This little robotic fish is 40cm long & made of a soft, rubber-like material. It is powered by a dual-function fluid that is pulsed through the fish’s body by a simple circulatory mechanism, similar to blood (also known as “robot blood”).
The innovation surrounding this fish is that there is no isolation battery unit at all. The integration of the battery function in the robot body has the advantage of reducing weight and increasing maneuverability at the same time. Ultimately, the movement of the liquid helps propel the fish & retain buoyant, as opposed to a simple battery, which would only restrict movement.
The engineer responsible for the development called it the electrolytic vascular system of a high-performance robot & they claims that the system brings the creature closer to its living counterparts:
“Modern robots lack the multifunctional inter-connected systems found in-living organisms and therefore cannot reproduce their efficiency and autonomy. Energy storage systems are some of the most important limitations of robot autonomy, but their size, weight, material, & structural limitations can be redefined in the context of multifunctional applications based on biodiversity.
Toward Robotic Autonomy
The ultimate goal of the team is to have something like a self-generated source of energy, that it would work by mimicking the circulatory structure of a living being.
Scientists at Yale University are also working on synthetic blood, which they use to partially reactivate the neural network in the head of dead pigs. The blood is called BrainEX.
While brain was by no means that brought back to consciousness, it did bear living characteristics. This was done by connecting the vascular system of the brain to pump like apparatus that synthetically mirrors the natural blood circulation and at the same time using a specially developed solution to preserve brain tissue.
What Is Point Of A Robotic Fish?
The movement of this robotic fish is quite slow. The fish is designed less for a specific functionality than as an engineering step toward better autonomy for robots.

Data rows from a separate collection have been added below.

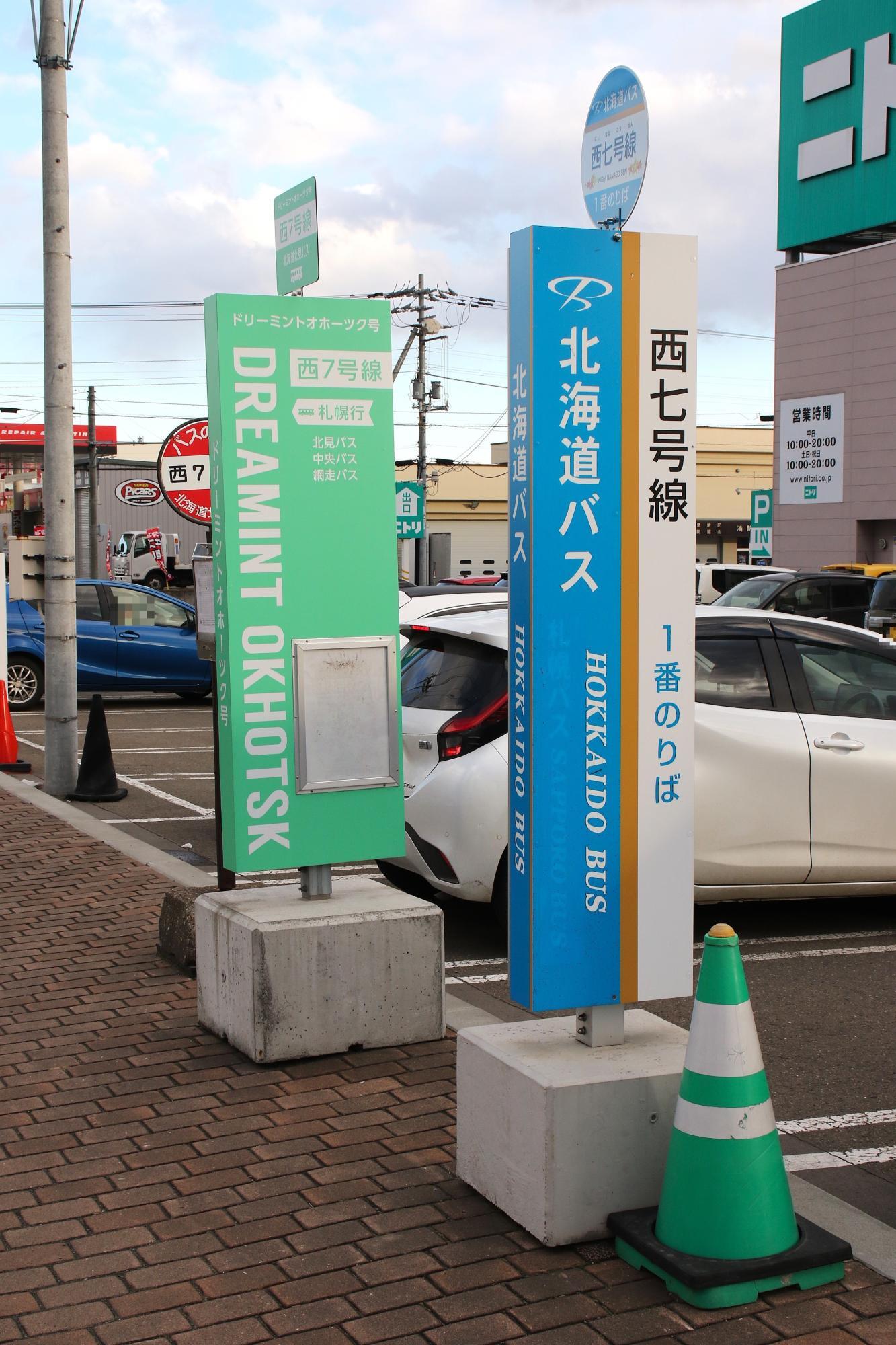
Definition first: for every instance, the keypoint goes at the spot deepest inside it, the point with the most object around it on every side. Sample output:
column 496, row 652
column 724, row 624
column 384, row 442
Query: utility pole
column 93, row 490
column 61, row 696
column 417, row 301
column 420, row 397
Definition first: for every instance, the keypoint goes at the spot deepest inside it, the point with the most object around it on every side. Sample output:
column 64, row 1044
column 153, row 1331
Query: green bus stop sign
column 296, row 237
column 300, row 436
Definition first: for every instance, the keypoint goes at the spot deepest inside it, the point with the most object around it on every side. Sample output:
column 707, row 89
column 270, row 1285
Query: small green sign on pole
column 296, row 237
column 760, row 527
column 409, row 510
column 300, row 439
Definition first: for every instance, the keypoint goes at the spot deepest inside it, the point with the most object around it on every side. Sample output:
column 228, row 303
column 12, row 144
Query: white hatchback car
column 795, row 759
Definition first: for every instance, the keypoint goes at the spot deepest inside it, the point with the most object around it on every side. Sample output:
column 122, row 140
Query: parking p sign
column 760, row 517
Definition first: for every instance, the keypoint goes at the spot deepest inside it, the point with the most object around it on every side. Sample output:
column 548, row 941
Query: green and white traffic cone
column 725, row 1229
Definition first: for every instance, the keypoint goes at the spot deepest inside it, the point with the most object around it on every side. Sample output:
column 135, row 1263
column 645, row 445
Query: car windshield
column 749, row 592
column 885, row 595
column 446, row 673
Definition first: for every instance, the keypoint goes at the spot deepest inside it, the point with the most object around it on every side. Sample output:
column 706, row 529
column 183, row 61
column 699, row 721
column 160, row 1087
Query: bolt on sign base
column 706, row 1282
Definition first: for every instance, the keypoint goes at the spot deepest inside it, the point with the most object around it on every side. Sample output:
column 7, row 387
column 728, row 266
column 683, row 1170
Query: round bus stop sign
column 614, row 149
column 184, row 471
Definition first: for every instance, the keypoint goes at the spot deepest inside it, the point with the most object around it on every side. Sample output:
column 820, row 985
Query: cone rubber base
column 115, row 797
column 708, row 1282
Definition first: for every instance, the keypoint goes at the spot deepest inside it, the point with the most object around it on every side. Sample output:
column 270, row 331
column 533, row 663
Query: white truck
column 134, row 563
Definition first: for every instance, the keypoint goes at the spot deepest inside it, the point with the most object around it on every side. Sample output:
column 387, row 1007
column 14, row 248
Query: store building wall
column 836, row 333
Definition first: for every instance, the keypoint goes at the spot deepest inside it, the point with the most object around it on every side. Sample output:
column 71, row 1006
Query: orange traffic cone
column 10, row 759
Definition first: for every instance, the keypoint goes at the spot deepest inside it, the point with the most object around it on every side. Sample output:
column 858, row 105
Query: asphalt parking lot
column 822, row 974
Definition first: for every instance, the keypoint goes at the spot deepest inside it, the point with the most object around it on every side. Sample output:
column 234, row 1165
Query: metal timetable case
column 346, row 714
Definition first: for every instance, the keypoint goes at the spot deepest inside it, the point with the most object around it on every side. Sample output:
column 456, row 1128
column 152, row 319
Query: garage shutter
column 477, row 547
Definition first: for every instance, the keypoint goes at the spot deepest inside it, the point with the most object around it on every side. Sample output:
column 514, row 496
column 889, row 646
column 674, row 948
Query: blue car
column 130, row 640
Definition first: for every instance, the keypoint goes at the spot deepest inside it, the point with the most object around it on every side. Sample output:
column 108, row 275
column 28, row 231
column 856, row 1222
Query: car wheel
column 403, row 879
column 25, row 681
column 499, row 900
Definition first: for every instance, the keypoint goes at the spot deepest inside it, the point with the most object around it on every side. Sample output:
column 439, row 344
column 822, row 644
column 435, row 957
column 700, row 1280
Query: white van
column 713, row 579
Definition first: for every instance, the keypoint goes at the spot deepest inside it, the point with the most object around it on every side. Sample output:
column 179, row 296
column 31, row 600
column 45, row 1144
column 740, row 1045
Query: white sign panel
column 811, row 450
column 666, row 508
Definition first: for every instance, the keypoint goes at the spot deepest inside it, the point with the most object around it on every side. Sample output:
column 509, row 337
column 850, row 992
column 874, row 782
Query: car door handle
column 838, row 742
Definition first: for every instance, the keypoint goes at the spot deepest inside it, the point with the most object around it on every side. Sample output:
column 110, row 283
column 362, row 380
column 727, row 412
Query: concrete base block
column 282, row 977
column 557, row 1135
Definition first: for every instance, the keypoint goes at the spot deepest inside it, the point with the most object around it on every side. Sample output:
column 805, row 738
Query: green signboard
column 300, row 434
column 837, row 167
column 409, row 509
column 296, row 237
column 760, row 525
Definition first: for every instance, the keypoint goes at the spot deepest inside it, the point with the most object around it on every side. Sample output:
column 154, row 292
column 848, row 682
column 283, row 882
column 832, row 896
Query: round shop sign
column 138, row 493
column 614, row 149
column 184, row 471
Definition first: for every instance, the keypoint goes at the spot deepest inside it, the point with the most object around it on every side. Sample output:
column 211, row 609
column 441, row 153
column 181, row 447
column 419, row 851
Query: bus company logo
column 139, row 493
column 580, row 290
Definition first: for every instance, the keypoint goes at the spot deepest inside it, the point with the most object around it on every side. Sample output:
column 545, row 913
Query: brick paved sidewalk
column 157, row 1187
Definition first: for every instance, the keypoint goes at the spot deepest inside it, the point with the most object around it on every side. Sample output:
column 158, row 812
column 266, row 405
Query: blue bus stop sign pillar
column 603, row 349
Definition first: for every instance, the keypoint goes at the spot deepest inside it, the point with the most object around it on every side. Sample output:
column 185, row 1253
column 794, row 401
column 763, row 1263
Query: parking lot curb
column 173, row 870
column 872, row 1242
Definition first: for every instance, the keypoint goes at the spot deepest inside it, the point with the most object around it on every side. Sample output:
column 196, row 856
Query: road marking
column 169, row 798
column 811, row 938
column 178, row 751
column 848, row 1121
column 154, row 732
column 478, row 962
column 473, row 981
column 177, row 775
column 139, row 822
column 840, row 1159
column 813, row 953
column 747, row 957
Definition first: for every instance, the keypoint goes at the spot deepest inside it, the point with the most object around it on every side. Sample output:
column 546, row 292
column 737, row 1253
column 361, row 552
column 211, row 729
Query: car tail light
column 466, row 732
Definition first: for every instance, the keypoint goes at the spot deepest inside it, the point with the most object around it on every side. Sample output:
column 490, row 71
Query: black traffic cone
column 97, row 781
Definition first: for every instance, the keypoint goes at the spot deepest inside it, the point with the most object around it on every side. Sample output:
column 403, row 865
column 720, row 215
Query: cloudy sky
column 434, row 132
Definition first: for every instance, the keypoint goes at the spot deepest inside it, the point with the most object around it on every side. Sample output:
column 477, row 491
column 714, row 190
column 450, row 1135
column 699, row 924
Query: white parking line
column 179, row 751
column 154, row 732
column 139, row 822
column 169, row 798
column 814, row 953
column 848, row 1121
column 811, row 938
column 474, row 981
column 477, row 962
column 747, row 957
column 840, row 1159
column 147, row 789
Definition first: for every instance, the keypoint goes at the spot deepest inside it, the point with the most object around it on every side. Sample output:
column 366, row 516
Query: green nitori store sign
column 837, row 161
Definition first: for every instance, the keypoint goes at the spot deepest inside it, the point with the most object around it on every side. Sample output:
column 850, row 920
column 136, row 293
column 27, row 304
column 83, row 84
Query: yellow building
column 731, row 463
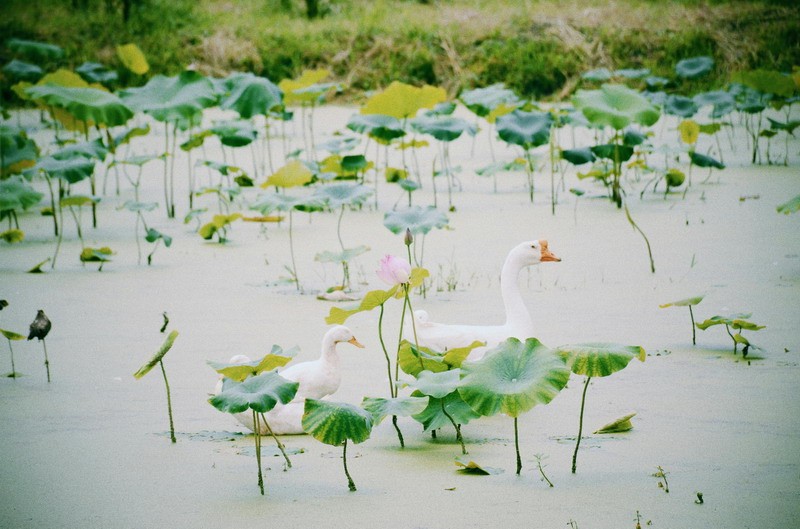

However, with such vascular innovations, more functional robotic fish like SoFi can get the extra boost they need for real exploratory utility. SoFi was developed by scientists to assist underwater research. Robo fish can swim with real fish and see underwater life from a new perspective.
A robotic fish called SoFi was developed by the MIT Computer Science & Artificial Intelligence Laboratory (CSAIL) and can be controlled by sound.
SoFi swims back and forth with the tail swing driven by the hydraulic pump. The intelligent robot can also control its buoyancy by adjusting the internal foam material.
During the Fiji Rainbow Reef test dive, SoFi was able to swim 15 meters for about 40 minutes.
As the SoFi team goes on to say: “We are excited about the possibility of using such a system to get closer to marine life than humans can get-on their own.” SoFi can swim close to real fish because it propels itself using a method that mimics the movements of real fish.
In addition, like the blood circulation robot, the SoFi’s soft body allows researchers to place it in more complex environments without worrying about major damage being sustained.
Going forward, it is easy to imagine how joint research efforts between these developments could actually produce something beyond our present day imagination.
The research published in the Journal Of Nature Communication.